テレビでも観ていればすぐに樹は帰ってくる。それなのに俺は、マンションを出ると駅へ向かった。そしてそのまま電車に乗り新宿駅まで行った。
腕時計を見ると、樹が上がる時間まで数分あったのでホテルまで歩いた。結局迎えに来てしまったのだ。
俺は従業員用出入口近くの壁に寄りかかり樹を待った。真冬の風の冷たさで力が入り肩が凝りそうになる。
俺は基本的に『待つ』という行為が嫌いだ。人との待ち合わせで待たされる。これは苦痛以外の何物でもない。でも、今こうやって自ら望んで樹を待っている。残業で上がれないかもしれない。それでも全く苦にはならない。楽しいとさえ感じてしまう。人間という生き物は本当に勝手なものだ。

「秋ちゃん!」

樹は瞳をぱちくりさせていた。

「どうしたの⁉︎試験何かあったの⁉︎」

「何もないよ。
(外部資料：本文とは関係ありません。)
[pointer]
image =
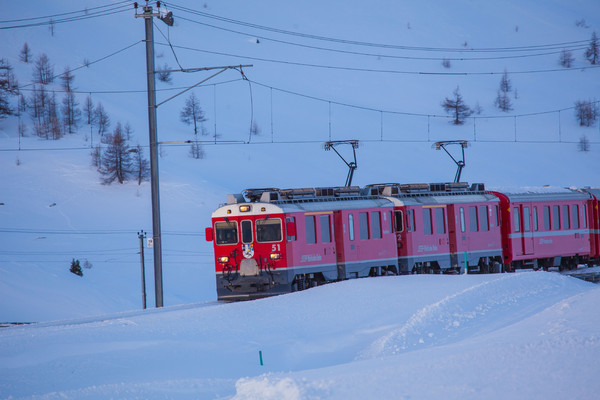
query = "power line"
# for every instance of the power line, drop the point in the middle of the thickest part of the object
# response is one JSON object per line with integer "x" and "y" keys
{"x": 555, "y": 50}
{"x": 370, "y": 44}
{"x": 385, "y": 71}
{"x": 103, "y": 13}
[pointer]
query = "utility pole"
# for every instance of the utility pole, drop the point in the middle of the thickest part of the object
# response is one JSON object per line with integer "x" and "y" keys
{"x": 156, "y": 234}
{"x": 152, "y": 106}
{"x": 142, "y": 236}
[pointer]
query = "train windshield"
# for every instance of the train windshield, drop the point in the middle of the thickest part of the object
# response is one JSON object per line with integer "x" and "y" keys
{"x": 226, "y": 232}
{"x": 268, "y": 230}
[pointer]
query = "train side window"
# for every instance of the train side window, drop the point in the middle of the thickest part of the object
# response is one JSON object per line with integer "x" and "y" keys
{"x": 325, "y": 229}
{"x": 440, "y": 223}
{"x": 226, "y": 232}
{"x": 526, "y": 219}
{"x": 309, "y": 223}
{"x": 473, "y": 223}
{"x": 363, "y": 225}
{"x": 556, "y": 217}
{"x": 246, "y": 231}
{"x": 427, "y": 221}
{"x": 566, "y": 217}
{"x": 410, "y": 221}
{"x": 268, "y": 230}
{"x": 517, "y": 214}
{"x": 484, "y": 221}
{"x": 291, "y": 220}
{"x": 351, "y": 226}
{"x": 376, "y": 225}
{"x": 547, "y": 218}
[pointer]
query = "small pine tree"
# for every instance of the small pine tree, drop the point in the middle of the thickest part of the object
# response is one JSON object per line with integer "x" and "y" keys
{"x": 566, "y": 58}
{"x": 586, "y": 112}
{"x": 592, "y": 53}
{"x": 76, "y": 268}
{"x": 457, "y": 108}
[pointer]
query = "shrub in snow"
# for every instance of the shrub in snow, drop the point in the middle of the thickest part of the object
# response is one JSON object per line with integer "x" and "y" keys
{"x": 76, "y": 268}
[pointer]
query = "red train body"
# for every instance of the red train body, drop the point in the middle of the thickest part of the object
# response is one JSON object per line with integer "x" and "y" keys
{"x": 272, "y": 241}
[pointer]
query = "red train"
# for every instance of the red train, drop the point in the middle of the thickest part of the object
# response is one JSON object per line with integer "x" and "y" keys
{"x": 273, "y": 241}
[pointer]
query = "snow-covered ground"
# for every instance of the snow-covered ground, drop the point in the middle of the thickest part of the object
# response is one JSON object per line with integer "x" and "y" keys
{"x": 531, "y": 335}
{"x": 528, "y": 335}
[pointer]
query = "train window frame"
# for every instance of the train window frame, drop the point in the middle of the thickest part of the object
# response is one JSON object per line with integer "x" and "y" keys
{"x": 291, "y": 220}
{"x": 325, "y": 222}
{"x": 556, "y": 217}
{"x": 526, "y": 219}
{"x": 427, "y": 224}
{"x": 363, "y": 225}
{"x": 268, "y": 221}
{"x": 473, "y": 219}
{"x": 236, "y": 234}
{"x": 517, "y": 219}
{"x": 310, "y": 228}
{"x": 566, "y": 217}
{"x": 376, "y": 225}
{"x": 244, "y": 231}
{"x": 410, "y": 221}
{"x": 575, "y": 214}
{"x": 399, "y": 216}
{"x": 547, "y": 219}
{"x": 484, "y": 220}
{"x": 440, "y": 221}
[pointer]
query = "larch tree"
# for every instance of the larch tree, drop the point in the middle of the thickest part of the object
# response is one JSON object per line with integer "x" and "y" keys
{"x": 192, "y": 113}
{"x": 456, "y": 107}
{"x": 592, "y": 53}
{"x": 8, "y": 87}
{"x": 116, "y": 159}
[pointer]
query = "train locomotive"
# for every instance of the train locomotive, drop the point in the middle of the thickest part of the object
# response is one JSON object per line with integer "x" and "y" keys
{"x": 272, "y": 241}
ちゃんと受けた」

「そう、お疲れさまでした」

樹が微笑んだ。

「疲れたでしょう」

「うん、もうぐったり」

樹の表情が曇る。

「なーんて嘘。全然疲れてないよ。疲れてても樹の顔見たら速攻復活!」

「もーっ、秋ちゃんたらぁ」

樹は俺の手を取り

「こんなに冷たくなって、ずっと待っててくれたの?」

慈悲深い表情マリアのようだ。

「さっき来たとこだよ。んじゃ帰るか」

「うん」

「今日はさぁ、地下道じゃなくて上から帰ろう。たまには都会の空を見ながら帰るっていうのもイイかなぁなんて」

「そうだね!」

俺たちは階段を上り地上へと向かった。
冷たい空気の中に放つビルや車のライトが競い合うように輝いていて、空には星が散らばっている。なかなか綺麗なもんだ。都会の夜も捨てたもんじゃない。
樹はいつも俺の半歩後ろを歩く。決して前を歩こうとしない。横に並ぼうともしない。俺が後に手を伸ばせばすぐ届く距離にいる。俺は意地悪をしてみた。突然立ち止まったのだ。樹は俺の背中にぶつかった。

「痛っ!どうしたの?」

「樹が後ろを歩くからだよ」

「だって、落ち着くんだもん。秋ちゃんの背中が前にあると」

「樹…」

「さっ、帰ろ、秋ちゃん」

俺たちは歩き出した。いつもと同じように。
俺の背中も捨てたもんじゃないな。